INTEGRATED REPORTING PROMOTES A MORE COHESIVE AND EFFICIENT APPROACH TO CORPORATE REPORTING THAT DRAWS ON DIFFERENT REPORTING STRANDS
I’ve been working through the report from the IIRC entitled “IIRC pilot programme year book 2013”. It provides a useful summary of their progress, offering examples of organizations and how they are tackling this IIRC concept. Perhaps it is worth reading
My continued concern is that the Intellectual Capital movement may have not got its message across as well as others within the ‘capital’ mix. Clearly there is a significant improvement but it does seem the IC components are being broken out and that is good. Does anyone who might be closer to this ongoing process have a clear view of the fit or not of IC within this movement? I just feel it what I’ve read it might be under represented, hopefully I’m wrong
Their summary “The Capitals in a Nutshell”

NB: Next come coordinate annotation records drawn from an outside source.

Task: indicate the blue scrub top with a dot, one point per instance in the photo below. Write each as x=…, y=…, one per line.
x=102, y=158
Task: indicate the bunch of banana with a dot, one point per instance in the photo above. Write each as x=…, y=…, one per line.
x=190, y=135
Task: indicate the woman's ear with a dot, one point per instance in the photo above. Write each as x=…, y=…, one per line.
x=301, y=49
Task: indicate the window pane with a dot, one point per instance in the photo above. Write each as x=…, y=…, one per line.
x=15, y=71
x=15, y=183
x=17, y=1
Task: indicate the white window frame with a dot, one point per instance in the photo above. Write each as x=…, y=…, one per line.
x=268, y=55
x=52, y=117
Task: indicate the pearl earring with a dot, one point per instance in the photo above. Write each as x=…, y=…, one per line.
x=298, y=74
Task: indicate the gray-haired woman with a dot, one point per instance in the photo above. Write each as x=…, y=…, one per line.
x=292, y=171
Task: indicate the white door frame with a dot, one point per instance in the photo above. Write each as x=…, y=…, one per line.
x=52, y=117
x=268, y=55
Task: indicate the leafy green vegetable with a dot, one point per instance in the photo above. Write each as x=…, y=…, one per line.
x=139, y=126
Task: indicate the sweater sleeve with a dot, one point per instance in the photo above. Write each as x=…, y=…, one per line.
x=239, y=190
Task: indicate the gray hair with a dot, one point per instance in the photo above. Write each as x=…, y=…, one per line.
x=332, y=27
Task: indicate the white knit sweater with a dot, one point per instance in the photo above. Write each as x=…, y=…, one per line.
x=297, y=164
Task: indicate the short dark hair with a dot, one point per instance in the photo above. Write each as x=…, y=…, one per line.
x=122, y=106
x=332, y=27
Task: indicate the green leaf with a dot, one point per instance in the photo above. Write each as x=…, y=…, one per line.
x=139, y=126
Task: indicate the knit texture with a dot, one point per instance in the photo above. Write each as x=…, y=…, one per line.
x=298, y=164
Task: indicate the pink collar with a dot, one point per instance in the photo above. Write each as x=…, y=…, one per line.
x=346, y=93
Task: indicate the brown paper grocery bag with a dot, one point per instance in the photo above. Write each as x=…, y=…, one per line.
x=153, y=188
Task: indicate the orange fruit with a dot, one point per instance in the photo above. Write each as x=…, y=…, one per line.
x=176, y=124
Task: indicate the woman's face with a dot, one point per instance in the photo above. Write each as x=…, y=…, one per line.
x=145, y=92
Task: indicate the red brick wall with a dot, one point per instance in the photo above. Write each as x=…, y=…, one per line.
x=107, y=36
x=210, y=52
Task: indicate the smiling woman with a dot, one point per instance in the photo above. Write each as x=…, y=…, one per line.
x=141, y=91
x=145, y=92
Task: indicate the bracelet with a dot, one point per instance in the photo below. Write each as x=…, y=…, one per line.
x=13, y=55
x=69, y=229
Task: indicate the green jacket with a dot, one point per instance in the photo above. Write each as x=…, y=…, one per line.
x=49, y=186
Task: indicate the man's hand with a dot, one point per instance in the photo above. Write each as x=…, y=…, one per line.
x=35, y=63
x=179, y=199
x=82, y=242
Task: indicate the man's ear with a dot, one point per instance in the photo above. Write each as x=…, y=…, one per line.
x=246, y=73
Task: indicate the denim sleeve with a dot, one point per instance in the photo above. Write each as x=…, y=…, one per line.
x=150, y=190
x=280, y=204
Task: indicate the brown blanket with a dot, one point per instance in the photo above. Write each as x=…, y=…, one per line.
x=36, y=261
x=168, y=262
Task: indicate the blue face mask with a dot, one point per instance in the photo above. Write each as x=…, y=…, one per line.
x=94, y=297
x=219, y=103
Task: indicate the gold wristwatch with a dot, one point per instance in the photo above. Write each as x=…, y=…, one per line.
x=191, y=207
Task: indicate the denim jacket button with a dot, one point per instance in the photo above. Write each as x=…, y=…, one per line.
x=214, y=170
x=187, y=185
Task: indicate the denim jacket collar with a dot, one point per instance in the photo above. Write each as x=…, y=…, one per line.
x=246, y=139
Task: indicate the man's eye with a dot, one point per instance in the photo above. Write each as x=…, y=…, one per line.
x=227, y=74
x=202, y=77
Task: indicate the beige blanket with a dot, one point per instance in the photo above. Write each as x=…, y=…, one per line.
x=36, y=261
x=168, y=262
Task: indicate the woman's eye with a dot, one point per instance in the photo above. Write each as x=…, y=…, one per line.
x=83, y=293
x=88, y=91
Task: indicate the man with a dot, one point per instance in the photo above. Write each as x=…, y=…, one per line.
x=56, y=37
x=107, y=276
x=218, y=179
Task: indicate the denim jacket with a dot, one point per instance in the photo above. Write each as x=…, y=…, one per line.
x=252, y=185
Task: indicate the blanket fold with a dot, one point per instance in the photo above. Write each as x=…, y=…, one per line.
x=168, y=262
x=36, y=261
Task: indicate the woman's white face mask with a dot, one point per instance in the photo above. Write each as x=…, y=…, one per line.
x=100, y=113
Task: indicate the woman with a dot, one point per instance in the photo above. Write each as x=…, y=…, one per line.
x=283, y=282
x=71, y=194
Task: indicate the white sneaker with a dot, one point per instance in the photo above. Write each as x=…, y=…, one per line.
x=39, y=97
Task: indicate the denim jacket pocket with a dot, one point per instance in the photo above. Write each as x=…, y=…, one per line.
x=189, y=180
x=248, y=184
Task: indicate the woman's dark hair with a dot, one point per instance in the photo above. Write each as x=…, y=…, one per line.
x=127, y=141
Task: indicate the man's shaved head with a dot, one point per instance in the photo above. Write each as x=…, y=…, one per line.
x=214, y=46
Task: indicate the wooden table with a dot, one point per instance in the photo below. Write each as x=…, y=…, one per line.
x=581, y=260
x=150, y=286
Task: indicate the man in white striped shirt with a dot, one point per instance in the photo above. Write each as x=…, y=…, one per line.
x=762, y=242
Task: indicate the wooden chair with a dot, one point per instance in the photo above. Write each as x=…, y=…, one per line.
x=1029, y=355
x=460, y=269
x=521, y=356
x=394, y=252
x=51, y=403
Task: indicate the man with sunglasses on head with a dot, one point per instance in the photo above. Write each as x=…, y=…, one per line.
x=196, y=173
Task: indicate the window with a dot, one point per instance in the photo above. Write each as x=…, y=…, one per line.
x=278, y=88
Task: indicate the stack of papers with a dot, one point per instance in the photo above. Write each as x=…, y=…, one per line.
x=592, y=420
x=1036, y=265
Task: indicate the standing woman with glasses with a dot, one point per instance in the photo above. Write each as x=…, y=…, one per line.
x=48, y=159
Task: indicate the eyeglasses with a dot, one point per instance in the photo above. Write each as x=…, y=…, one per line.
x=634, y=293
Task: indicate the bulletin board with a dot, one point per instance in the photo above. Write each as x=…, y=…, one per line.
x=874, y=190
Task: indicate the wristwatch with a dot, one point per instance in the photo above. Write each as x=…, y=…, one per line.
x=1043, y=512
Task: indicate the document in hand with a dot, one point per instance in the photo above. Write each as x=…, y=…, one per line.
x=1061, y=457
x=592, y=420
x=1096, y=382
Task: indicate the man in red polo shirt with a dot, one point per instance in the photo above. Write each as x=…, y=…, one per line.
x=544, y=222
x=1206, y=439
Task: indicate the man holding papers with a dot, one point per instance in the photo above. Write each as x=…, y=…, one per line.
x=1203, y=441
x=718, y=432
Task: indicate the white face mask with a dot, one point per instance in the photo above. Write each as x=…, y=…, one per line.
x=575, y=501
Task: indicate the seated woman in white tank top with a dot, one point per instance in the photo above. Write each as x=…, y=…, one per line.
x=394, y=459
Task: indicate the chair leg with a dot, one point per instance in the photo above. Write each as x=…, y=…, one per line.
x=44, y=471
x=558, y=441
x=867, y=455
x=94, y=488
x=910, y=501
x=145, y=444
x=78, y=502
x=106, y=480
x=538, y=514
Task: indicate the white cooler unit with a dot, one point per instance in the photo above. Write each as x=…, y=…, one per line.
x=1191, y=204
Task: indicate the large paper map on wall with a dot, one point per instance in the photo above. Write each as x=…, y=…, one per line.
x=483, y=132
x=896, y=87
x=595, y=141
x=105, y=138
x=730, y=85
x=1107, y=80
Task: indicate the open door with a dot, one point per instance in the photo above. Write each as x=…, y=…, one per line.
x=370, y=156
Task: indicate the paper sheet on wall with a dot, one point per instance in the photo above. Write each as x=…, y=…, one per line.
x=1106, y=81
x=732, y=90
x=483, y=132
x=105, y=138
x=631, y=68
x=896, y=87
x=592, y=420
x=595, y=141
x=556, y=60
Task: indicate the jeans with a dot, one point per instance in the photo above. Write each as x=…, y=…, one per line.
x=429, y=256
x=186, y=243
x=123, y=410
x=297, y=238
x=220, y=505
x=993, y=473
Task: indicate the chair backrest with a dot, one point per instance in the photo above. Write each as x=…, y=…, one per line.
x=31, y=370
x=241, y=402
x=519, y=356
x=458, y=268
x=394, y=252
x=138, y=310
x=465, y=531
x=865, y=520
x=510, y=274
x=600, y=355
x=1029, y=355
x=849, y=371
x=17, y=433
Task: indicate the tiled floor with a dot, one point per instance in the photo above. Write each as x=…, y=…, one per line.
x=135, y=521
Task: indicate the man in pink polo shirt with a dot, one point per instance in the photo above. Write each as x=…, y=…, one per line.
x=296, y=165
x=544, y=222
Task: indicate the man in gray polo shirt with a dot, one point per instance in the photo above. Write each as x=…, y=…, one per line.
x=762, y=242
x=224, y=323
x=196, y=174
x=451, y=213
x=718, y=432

Every business uses different types of capital to create value. These capitals become inputs to business activities. In the process of becoming an organization’s outputs, they can be increased, decreased, enhanced, consumed, modified, destroyed or otherwise transformed.
Different capitals apply to different organizations, depending on the level of their dependence or impacts on them.
Examples of the capitals include (taken from the report):
FINANCIAL : Funds available for use in the production of goods or provision of services; obtained through financing, or generated through operations or investments.
MANUFACTURED : Buildings, equipment, infrastructure.
HUMAN: People’s competencies, capabilities, experience, and motivations to innovate.
INTELLECTUAL : Organizational, knowledge-based intangibles, including: intellectual property, “organizational capital” and intangibles associated with brand and reputation.
SOCIAL AND RELATIONSHIP: Relationships with stakeholder groups and other networks, and the ability to share information to enhance well-being. It includes relationships with key external stakeholders, such as customers, suppliers, business partners, communities, legislators, regulators, and policy-makers – an organization’s social licence to operate.
NATURAL : All renewable and non-renewable environmental resources and processes that provide goods or services that support the prosperity of an organization.